Il fantasme en secret sur son meilleur ami, qui est aussi le petit ami de Nessa : l’ambigu Jonno (Tom Bott). Ne pouvant assumer ses pulsions sexuelles au sein d’un gang et d’une banlieue hostile, Cal fait des rencontres clandestines via Internet. Des plans débridés lors desquels il tient à être filmé pendant qu’il se fait sodomiser. Alors qu’il s’offre un plan torride avec un professeur plus âgé, Scott (Garry Summers), les choses tournent mal quand ce dernier tente de créer un lien. Cal le tabasse et lui amoche le visage. Plus tard, alors qu’il traîne avec son gang, Nessa et Jonno prennent pour cible un jeune étudiant gay, Olivier (Marc Laurent). Cal vient à la rescousse du jeune homme, ce qui n’est pas du goût de ses acolytes, qui le rejettent et commencent à le menacer. Apeuré, Cal trouvera finalement refuge chez Olivier avec lequel il entamera sa première relation sentimentale. Une relation à la fois libératrice et dangereuse. Quand Nessa et Jonno vont découvrir que leur ancien ami est « une pédale », leur rage n’aura alors plus de limite…

shank film gay

L’homosexualité en banlieue reste un sujet sensible.

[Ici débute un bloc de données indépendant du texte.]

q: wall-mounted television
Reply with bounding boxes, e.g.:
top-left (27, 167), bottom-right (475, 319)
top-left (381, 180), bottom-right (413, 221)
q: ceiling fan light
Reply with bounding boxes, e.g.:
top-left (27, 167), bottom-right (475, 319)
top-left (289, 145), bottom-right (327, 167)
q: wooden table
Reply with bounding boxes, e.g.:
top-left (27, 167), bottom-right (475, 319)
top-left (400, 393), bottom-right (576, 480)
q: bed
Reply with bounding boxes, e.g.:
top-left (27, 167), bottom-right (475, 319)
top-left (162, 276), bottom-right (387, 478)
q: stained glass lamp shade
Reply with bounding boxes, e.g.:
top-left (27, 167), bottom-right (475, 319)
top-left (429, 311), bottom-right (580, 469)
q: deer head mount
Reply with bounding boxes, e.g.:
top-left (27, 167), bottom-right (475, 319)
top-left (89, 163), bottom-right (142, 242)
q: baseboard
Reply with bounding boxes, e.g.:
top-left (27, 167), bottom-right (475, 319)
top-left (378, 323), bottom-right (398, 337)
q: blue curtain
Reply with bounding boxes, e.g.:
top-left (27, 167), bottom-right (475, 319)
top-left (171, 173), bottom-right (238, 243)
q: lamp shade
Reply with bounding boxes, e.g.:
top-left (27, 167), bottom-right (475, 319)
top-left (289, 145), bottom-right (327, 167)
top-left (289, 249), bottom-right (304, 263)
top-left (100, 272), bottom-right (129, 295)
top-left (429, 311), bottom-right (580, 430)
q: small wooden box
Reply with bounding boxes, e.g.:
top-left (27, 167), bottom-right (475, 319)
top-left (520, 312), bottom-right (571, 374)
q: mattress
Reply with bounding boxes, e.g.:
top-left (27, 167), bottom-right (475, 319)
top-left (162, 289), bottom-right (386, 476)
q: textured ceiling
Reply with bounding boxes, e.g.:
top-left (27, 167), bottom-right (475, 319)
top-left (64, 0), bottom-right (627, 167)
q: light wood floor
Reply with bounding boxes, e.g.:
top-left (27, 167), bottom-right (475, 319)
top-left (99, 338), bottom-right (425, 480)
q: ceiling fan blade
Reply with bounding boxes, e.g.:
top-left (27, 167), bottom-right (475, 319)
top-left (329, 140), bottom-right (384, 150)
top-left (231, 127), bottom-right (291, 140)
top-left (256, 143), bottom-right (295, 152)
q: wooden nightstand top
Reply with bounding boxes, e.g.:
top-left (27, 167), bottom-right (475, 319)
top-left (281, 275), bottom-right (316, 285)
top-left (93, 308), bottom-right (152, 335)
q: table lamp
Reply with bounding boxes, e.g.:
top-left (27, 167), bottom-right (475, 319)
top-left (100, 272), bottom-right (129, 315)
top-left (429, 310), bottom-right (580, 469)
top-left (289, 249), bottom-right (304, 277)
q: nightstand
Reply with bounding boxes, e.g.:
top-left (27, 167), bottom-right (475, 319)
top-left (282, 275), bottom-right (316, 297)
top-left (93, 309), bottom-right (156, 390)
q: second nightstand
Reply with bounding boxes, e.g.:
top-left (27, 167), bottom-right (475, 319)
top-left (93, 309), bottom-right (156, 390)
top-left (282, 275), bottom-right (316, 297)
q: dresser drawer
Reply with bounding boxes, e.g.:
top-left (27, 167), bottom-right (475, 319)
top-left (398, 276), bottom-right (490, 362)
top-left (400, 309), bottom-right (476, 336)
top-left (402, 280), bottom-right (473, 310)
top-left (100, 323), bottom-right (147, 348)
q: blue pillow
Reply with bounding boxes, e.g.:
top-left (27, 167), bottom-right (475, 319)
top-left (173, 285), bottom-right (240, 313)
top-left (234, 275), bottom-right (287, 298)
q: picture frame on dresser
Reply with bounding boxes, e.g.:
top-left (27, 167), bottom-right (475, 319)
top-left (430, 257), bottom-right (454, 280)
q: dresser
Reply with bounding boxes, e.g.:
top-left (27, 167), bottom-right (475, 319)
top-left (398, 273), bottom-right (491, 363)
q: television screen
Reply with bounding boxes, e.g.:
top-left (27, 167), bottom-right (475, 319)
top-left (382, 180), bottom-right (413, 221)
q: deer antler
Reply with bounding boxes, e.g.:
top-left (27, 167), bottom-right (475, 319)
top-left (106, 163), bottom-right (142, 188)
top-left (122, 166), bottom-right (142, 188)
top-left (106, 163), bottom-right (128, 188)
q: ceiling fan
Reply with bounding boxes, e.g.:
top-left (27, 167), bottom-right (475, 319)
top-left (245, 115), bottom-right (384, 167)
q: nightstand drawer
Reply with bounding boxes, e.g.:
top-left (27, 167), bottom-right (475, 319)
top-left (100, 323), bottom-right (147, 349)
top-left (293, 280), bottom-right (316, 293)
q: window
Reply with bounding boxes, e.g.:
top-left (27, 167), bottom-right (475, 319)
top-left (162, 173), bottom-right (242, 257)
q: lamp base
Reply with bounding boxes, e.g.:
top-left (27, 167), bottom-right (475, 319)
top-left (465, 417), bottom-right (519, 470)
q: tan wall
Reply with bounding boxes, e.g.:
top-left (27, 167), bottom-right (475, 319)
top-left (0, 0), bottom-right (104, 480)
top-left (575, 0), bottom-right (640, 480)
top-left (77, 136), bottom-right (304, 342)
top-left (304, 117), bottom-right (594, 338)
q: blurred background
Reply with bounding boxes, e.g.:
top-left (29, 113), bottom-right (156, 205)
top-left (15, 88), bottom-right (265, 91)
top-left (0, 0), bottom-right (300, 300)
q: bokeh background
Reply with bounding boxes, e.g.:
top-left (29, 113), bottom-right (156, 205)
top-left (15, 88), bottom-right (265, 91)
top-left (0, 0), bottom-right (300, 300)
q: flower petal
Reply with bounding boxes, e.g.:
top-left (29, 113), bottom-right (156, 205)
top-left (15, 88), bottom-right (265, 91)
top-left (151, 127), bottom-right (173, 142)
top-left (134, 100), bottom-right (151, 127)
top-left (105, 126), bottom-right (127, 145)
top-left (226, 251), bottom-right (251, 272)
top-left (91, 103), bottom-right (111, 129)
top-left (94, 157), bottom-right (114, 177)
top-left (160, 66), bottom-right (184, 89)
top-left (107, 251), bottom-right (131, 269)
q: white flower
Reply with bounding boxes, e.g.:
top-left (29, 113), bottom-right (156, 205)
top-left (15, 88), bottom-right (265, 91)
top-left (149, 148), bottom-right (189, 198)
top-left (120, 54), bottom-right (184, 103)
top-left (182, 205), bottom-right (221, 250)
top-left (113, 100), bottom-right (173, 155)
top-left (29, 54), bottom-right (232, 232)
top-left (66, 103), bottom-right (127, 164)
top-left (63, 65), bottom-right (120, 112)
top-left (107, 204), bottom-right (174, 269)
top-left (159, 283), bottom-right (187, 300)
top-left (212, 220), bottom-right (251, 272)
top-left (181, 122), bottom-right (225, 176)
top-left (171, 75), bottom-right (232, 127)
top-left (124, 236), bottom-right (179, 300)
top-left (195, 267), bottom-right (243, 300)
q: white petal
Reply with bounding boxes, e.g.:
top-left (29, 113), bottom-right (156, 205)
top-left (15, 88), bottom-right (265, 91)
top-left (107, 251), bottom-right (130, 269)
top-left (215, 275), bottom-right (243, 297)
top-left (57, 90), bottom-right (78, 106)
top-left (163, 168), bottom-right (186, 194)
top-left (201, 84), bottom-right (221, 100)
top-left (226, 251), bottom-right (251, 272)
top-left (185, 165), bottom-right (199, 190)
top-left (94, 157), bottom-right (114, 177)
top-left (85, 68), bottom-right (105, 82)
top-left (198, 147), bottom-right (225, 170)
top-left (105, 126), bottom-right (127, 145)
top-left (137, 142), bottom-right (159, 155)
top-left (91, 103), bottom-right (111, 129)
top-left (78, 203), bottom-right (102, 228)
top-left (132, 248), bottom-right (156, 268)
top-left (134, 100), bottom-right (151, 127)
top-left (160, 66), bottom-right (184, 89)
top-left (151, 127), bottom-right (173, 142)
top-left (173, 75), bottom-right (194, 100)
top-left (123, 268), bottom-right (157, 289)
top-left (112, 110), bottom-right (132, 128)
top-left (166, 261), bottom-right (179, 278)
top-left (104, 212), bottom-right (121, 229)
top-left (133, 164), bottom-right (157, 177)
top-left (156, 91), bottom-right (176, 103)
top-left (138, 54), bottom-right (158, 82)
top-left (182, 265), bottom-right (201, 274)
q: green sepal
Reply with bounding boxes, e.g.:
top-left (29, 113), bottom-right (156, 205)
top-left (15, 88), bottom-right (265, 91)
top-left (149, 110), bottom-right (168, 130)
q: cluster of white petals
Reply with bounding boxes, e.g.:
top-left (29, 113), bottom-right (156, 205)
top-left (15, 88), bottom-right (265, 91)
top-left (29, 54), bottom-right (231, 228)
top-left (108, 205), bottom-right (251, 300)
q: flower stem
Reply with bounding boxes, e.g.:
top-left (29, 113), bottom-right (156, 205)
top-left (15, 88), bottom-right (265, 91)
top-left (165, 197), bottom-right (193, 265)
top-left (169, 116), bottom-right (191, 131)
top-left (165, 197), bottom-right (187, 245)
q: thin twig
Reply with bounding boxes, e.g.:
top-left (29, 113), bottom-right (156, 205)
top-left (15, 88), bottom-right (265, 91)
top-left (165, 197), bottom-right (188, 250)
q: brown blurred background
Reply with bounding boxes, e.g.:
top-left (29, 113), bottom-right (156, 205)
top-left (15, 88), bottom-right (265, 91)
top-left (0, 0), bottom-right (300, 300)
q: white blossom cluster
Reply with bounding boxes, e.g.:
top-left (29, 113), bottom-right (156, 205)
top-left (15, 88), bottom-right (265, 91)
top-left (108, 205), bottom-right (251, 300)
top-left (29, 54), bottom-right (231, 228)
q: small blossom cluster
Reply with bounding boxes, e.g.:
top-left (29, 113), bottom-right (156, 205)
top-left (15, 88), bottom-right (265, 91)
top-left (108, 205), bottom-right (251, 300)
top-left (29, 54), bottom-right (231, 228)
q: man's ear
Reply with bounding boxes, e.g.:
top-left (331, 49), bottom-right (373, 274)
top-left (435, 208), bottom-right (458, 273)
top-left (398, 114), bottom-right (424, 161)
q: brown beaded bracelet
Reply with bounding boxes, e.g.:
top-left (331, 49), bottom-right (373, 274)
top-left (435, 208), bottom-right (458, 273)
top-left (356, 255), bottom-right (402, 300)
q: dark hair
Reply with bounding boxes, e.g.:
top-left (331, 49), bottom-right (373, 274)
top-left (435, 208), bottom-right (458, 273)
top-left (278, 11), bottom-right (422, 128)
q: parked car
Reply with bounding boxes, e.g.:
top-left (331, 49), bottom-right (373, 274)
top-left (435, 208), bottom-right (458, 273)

Shank opte pour un portrait brut, réaliste, et commence très fort. On suit Cal, petite frappe, jogging et chaine de rigueur, achever son après-midi de petits trafics par un plan cul à la frontière de l’explicite. Le jeune homme, appartenant à un gang mais dans le fond livré à lui-même, vit son homosexualité comme une affaire de pulsions dévorantes. Ses baises organisées via internet sont aussi brèves que musclées et le fait qu’il les filme lui permet de se masturber compulsivement devant son ordinateur par la suite. Le réalisateur Simon Pearce livre une réflexion intéressante sur les pulsions et les images. Le sexe comme les agressions apparaissent comme un exutoire, une façon de fuir une réalité difficile, des problèmes identitaires de plus en plus dévorants. Pour Cal, comme pour Nessa, filmer l’acte sexuel ou de violence, leurs actes qu’ils considèrent comme les plus sombres, relève à la fois de l’excitation malsaine que du témoignage de leur détresse  qui s’exprime par une certaine forme de sauvagerie.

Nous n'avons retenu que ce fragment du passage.